The data structure of delayed trees seems to disappears. The type 'a delayed_tree can be defined as a synonym for a 'a cascade -> 'a cascade. I usually refer to this type as 'a producer: it is the type of a function that concatenates elements in front of the cascade that it receives as an argument.

type 'a producer =
  'a cascade -> 'a cascade

type 'a delayed_tree =
  'a producer

The four data constructors are defined as follows:

let _DTZero k =
  k

let _DTOne x k =
  cons x k

let _DTTwo dt1 dt2 k =
  dt1 (dt2 k)

let _DTDelay dt k =
  fun () -> force dt k ()

The reader can check that the types of these data constructors are the same as in the previous version of the code. For instance, _DTDelay has type (unit -> 'a delayed_tree) -> 'a delayed_tree.

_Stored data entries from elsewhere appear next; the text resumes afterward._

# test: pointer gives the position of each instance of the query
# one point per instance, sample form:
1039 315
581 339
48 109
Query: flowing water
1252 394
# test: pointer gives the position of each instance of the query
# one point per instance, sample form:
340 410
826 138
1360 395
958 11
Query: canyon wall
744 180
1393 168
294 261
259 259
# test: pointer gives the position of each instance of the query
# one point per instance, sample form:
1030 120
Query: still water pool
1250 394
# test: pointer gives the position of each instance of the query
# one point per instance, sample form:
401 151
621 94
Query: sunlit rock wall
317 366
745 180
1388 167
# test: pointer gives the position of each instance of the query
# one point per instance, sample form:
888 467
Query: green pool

The root function delayed_tree_to_cascade (without a continuation argument) is defined as follows:

let delayed_tree_to_cascade (dt : 'a delayed_tree) : 'a cascade =
  dt nil

The delayed tree monoid uses the new versions of the four data constructors:

class ['self] delayed_tree_monoid = object (_ : 'self)

  method zero =
    _DTZero

  method plus =
    _DTTwo

  method visit_delay: 'env 'a .
    ('env -> 'a -> 'b delayed_tree) ->
    'env -> 'a delay -> 'b delayed_tree
  = fun visit_'a env x ->
      _DTDelay (fun () -> visit_'a env x)

end

let yield _env x =
  _DTOne x

The four functions _DTZero, _DTOne, _DTTwo, and _DTDelay could be inlined, if desired, so as to make the above code seem even more concise.

The rest of the code is unchanged.

Acknowledgements

KC Sivaramakrishnan asked whether a visitor can be used to construct an iterator. Gabriel Scherer pointed out that the delayed tree data structure can be hidden by refunctionalization.